There is a video going around the Internet that dramatizes a story that I first heard about through chain-email. It is easy for me to dismiss chain-email because I've come to associate letters that urge me to forward a message to my friends with falsehood. In fact I can't think of any email I've received which contained the words "please forward this to ten friends" that also contained a true story. But videos have a way of becoming viral and it would be nice if the folks who put these things together would at least try to do a little fact checking. In this case, the video is a dramatic retelling of the myth of The Atheist Teacher and the Clever Student. The urban legend repository Snopes has several variants of this tale in their collection. All of them involve a pompous and smug atheist instructor getting "schooled" by a student.
There are a lot of versions of this legend, and I find the one with the marine to be the most amusing. But like most urban legends, this story is just a story. Why would it matter if the person in the story is Albert Einstein? And did Albert Einstein even believe in god?
Many religious people have tried to claim Albert Einstein as a believer. And many atheists have tried to claim him as an atheist. The believers use quotes like "God doesn't play dice," to say that Einstein clearly acknowledges the existence of a supreme being. And the atheists say that Einstein used the idea of God as a metaphor for order and logic in the universe. And while Einstein clearly used the word "god" in a lot of his writing, there are several false stories about him being a believer that are promulgated by the faithful.
The problem with trying to pin down any particular person as a believer or atheist by way of quotes is that people's beliefs change throughout their lives. And their quotes may be taken out of context which can also render conclusions about them erroneous. Albert Einstein didn't leave a lot of mystery about his beliefs if one bothers to look. A collection of some clarifying quotes from Albert regarding his beliefs can be found at the website of the late Stephen J. Gould.
My position concerning God is that of an agnostic. I am convinced that a vivid consciousness of the primary importance of moral principles for the betterment and ennoblement of life does not need the idea of a law-giver, especially a law-giver who works on the basis of reward and punishment.
Albert Einstein in a letter to M. Berkowitz, October 25, 1950; Einstein Archive 59-215; from Alice Calaprice, ed., The Expanded Quotable Einstein, Princeton, New Jersey: Princeton University Press, 2000, p. 216.
I do not believe in immortality of the individual, and I consider ethics to be an exclusively human concern with no superhuman authority behind it.
Albert Einstein, letter to a Baptist pastor in 1953; from Albert Einstein the Human Side, Helen Dukas and Banesh Hoffman, eds., Princeton, New Jersey: Princeton University Press, 1981, p. 39.
The idea of a personal God is an anthropological concept which I am unable to take seriously.

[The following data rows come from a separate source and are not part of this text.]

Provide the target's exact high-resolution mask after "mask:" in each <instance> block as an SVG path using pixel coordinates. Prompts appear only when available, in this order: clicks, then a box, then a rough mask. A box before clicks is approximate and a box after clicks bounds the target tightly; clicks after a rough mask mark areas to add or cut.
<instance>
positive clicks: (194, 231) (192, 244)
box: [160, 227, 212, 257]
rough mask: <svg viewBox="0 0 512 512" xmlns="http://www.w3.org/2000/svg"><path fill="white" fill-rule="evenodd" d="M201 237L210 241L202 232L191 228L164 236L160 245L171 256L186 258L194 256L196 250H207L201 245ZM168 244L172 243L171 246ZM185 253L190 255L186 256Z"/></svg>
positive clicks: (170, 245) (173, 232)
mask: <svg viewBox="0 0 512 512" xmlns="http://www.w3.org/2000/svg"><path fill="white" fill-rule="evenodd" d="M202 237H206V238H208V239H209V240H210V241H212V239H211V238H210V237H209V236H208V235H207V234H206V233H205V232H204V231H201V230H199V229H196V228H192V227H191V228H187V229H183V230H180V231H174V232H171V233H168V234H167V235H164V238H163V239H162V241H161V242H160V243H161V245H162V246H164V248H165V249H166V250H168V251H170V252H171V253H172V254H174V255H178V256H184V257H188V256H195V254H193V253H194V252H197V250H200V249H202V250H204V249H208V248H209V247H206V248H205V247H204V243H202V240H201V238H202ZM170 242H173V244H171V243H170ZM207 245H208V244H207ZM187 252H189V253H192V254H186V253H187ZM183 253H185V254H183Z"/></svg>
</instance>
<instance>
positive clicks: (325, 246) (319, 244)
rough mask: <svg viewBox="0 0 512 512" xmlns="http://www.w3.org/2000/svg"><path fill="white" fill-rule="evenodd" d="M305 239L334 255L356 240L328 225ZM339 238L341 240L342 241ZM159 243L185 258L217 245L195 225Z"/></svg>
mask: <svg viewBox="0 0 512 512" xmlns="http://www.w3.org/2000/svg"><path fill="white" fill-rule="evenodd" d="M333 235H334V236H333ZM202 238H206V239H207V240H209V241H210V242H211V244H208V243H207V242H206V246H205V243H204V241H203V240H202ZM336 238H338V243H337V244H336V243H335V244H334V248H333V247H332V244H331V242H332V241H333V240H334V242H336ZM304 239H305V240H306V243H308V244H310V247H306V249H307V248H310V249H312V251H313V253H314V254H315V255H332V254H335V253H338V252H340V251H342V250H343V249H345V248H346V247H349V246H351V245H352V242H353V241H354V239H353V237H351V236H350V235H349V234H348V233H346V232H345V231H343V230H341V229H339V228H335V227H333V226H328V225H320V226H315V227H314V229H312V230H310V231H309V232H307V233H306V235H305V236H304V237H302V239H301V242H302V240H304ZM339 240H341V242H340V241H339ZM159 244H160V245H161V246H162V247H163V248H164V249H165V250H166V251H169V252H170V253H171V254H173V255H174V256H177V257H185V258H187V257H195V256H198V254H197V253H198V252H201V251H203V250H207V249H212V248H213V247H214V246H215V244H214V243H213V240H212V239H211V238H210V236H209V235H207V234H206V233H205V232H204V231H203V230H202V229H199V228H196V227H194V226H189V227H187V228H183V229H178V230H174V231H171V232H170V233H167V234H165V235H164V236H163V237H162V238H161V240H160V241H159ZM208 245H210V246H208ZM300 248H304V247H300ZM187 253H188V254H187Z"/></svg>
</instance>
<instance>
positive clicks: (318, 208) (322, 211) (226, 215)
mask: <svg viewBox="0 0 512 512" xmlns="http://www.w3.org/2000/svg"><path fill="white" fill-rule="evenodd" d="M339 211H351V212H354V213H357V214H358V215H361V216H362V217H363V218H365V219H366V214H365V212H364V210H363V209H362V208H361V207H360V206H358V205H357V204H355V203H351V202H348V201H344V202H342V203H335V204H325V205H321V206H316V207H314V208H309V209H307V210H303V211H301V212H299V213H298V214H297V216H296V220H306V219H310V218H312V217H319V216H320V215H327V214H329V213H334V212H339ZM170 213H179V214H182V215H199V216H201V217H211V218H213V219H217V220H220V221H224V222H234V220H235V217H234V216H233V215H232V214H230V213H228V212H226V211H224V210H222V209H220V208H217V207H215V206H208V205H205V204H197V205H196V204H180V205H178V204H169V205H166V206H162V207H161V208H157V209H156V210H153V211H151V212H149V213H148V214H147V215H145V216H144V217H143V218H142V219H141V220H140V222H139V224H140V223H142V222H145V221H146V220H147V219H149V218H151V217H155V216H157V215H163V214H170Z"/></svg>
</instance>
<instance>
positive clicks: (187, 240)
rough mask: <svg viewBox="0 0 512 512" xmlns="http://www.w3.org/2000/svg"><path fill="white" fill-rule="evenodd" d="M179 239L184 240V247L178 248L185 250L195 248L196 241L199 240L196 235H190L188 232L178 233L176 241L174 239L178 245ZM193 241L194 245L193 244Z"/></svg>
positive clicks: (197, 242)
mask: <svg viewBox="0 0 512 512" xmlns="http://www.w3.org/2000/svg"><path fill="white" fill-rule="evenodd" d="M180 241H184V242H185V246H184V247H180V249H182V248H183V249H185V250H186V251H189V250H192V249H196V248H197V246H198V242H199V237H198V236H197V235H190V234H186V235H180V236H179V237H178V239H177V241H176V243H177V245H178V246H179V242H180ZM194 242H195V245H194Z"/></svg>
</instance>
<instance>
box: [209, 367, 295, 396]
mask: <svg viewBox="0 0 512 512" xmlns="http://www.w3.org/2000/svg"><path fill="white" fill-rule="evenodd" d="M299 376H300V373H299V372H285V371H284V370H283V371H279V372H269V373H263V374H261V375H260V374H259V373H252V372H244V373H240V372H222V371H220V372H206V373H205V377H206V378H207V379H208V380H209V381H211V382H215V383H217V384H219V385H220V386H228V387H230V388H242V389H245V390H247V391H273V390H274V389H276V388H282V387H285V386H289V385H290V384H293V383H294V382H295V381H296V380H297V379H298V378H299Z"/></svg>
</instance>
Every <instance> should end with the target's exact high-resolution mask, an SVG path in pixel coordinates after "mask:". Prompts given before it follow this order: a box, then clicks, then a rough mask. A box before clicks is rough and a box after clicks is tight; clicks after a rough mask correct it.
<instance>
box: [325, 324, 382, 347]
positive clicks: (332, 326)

Albert Einstein, letter to Hoffman and Dukas, 1946; from Albert Einstein the Human Side, Helen Dukas and Banesh Hoffman, eds., Princeton, New Jersey: Princeton University Press, 1981.
I cannot then believe in this concept of an anthropomorphic God who has the powers of interfering with these natural laws. As I said before, the most beautiful and most profound religious emotion that we can experience is the sensation of the mystical. And this mysticality is the power of all true science.Albert Einstein; from Peter A. Bucky, The Private Albert Einstein, Kansas City: Andrews & McMeel, 1992, p. 86.